Volker Schiemann: Man muss sich zunächst einmal die komplette Netzwerkinfrastruktur ansehen. In der Datacenter-Welt war es lange Zeit so, dass man als IT-Entscheider sein eigenes Netzwerk orchestrierte. Die neue Generation von CIOs und Architekten sieht das Netzwerk hingegen aus einer anderen Perspektive. Die haben einen ganzen Blumenstrauß an Applikationen in ihrem Netzwerk. Und jede Lokation hat auch andere Applikationen im Einsatz.

Aber anders als früher definiert heute nicht das Netzwerk die Applikationen, sondern die Applikationen bestimmen das Netzwerk. Und SD-WAN erkennt die Applikationen und kann zu jedem Zeitpunkt die richtige Route zum Ziel wählen. Rechenzentren spielen in diesem Zusammenhang eine zunehmend wichtige Rolle, weil Applikationen immer dezentraler laufen und es viele Services gibt, die in keinem Datacenter mehr stehen.

Und wie gesagt, in punkto Installation ist es mit SD-WAN möglich, ein Bestandsnetz binnen weniger Tage zu übernehmen. Für den Nutzer bedeutet dies am Ende Transparenz und Sicherheit durch hohe Agilität.

Gibt es keine Nachteile?

Volker Schiemann: Die gibt es natürlich auch. Ein Nachteil ist der Schwenk des Netzdesigns. Das hat natürlich auch mit Manpower zu tun. Und man muss es schrittweise aufrollen. Teilweise kann man das auch in einem so genannten „Big-Bang“ machen, allerdings nur bei kleinen Standorten.

Wenn ein Unternehmen nun mehr als zehn Niederlassungen hat, sollte man die Migration des neuen Systems eher schrittweise einführen. Wichtig ist aber eine holistische Planung: Man darf es nicht als schrittweises Projekt betrachten, bei dem man nach dem ersten Schritt darüber nachdenkt, ob man nun auch den zweiten tun sollen. Es muss also schon ein Masterplan vorliegen.

Gibt es denn eine natürliche Kapazitätsgrenze oder Adaptions- Umstellungsraten?

Volker Schiemann: Nein, es gibt keine Grenze im klassischen Sinne. Bei Volumina von 10 Gigabyte hören lokale Internet-Provider zwar auf zu liefern, aber da kommt der durchschnittliche User gar nicht erst ran. Nur für die richtig großen Global Player muss das SD-WAN so modelliert sein, dass sie immer noch ein Backbone haben. Aber abgesehen davon gibt es keine Limitierungen.
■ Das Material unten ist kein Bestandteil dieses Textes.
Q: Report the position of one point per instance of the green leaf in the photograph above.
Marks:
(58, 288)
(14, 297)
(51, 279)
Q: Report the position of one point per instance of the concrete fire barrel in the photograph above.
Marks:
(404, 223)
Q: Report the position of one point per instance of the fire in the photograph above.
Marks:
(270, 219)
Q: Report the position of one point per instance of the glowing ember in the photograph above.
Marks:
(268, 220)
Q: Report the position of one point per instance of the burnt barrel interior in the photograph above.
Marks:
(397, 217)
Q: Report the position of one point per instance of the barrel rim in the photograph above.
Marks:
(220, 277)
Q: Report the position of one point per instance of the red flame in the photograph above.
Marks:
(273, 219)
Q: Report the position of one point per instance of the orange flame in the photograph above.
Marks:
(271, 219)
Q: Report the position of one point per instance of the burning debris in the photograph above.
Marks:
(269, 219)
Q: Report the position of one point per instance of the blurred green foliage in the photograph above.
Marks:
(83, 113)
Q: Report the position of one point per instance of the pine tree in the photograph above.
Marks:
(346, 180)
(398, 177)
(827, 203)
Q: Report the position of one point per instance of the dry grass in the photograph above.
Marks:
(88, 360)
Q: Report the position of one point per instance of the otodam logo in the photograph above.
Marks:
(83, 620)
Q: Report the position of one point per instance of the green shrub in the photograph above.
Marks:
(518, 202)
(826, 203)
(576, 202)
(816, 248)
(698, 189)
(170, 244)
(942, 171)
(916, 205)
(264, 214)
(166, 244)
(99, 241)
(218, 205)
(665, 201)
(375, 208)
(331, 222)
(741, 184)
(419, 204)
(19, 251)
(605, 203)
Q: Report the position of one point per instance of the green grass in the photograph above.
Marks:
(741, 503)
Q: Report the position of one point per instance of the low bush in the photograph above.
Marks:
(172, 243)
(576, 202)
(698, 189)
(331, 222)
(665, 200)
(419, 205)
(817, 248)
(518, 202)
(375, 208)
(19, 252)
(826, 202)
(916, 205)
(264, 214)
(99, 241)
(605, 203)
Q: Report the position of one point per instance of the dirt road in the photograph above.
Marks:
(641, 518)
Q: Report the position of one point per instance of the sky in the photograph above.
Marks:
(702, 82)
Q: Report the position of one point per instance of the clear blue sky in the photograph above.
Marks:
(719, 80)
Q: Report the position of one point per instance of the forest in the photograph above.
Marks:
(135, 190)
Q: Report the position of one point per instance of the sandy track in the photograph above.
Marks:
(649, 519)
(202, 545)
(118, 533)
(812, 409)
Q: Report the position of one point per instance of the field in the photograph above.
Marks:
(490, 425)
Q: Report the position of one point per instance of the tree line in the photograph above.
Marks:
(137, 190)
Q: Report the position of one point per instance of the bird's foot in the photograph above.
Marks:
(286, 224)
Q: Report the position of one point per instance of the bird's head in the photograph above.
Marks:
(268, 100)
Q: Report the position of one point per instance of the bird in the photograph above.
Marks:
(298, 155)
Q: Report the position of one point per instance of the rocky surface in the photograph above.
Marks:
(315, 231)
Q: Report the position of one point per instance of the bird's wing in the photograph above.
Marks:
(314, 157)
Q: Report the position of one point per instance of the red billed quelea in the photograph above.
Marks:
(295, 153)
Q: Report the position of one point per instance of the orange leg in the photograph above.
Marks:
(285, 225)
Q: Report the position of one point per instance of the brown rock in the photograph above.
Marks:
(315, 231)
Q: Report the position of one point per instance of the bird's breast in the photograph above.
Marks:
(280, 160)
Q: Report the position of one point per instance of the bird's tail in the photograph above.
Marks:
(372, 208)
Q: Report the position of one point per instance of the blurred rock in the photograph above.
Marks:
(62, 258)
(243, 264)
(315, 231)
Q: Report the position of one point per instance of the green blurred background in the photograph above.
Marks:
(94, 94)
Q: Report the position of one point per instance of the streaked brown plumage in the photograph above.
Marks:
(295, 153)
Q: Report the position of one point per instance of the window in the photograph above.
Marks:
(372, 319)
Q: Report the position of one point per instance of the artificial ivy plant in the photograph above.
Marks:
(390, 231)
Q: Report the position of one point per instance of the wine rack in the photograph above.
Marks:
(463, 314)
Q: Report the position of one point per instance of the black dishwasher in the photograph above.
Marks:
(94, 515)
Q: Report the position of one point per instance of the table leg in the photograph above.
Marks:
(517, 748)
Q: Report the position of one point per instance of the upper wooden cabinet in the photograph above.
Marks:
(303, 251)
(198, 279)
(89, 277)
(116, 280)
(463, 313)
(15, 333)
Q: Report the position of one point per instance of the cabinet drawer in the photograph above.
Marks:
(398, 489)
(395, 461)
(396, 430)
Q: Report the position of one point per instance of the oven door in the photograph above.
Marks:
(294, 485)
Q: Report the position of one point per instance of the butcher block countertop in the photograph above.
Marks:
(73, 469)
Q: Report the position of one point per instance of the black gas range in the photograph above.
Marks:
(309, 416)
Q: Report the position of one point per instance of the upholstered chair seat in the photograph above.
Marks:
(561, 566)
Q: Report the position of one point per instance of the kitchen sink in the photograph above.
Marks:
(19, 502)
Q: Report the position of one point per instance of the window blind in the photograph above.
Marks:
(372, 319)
Und was die Adaptionsraten betrifft: Das hängt stark davon ab, wie weit der Nutzer überhaupt gehen will. Wenn ein Kunde beispielsweise eher skeptisch ist und SD-WAN erstmal nur als Alternative nutzen möchte, dann handelt es sich hier fast ausschließlich um ein logistisches Problem, dort die entsprechenden Boxen zu liefern und zu konfigurieren.

Wenn ein Kunde jedoch seinen Provider komplett wechseln möchte, dann sind die Adaptionsraten wesentlich höher. Schon aus rein praktischen Gründen kann es dann ein halbes oder sogar bis zu einem dreiviertel Jahr dauern, bis die Migration abgeschlossen ist. Aber im Grunde ist ein SD-WAN Deployment immer eher ein logistischer als ein technischer Aufwand.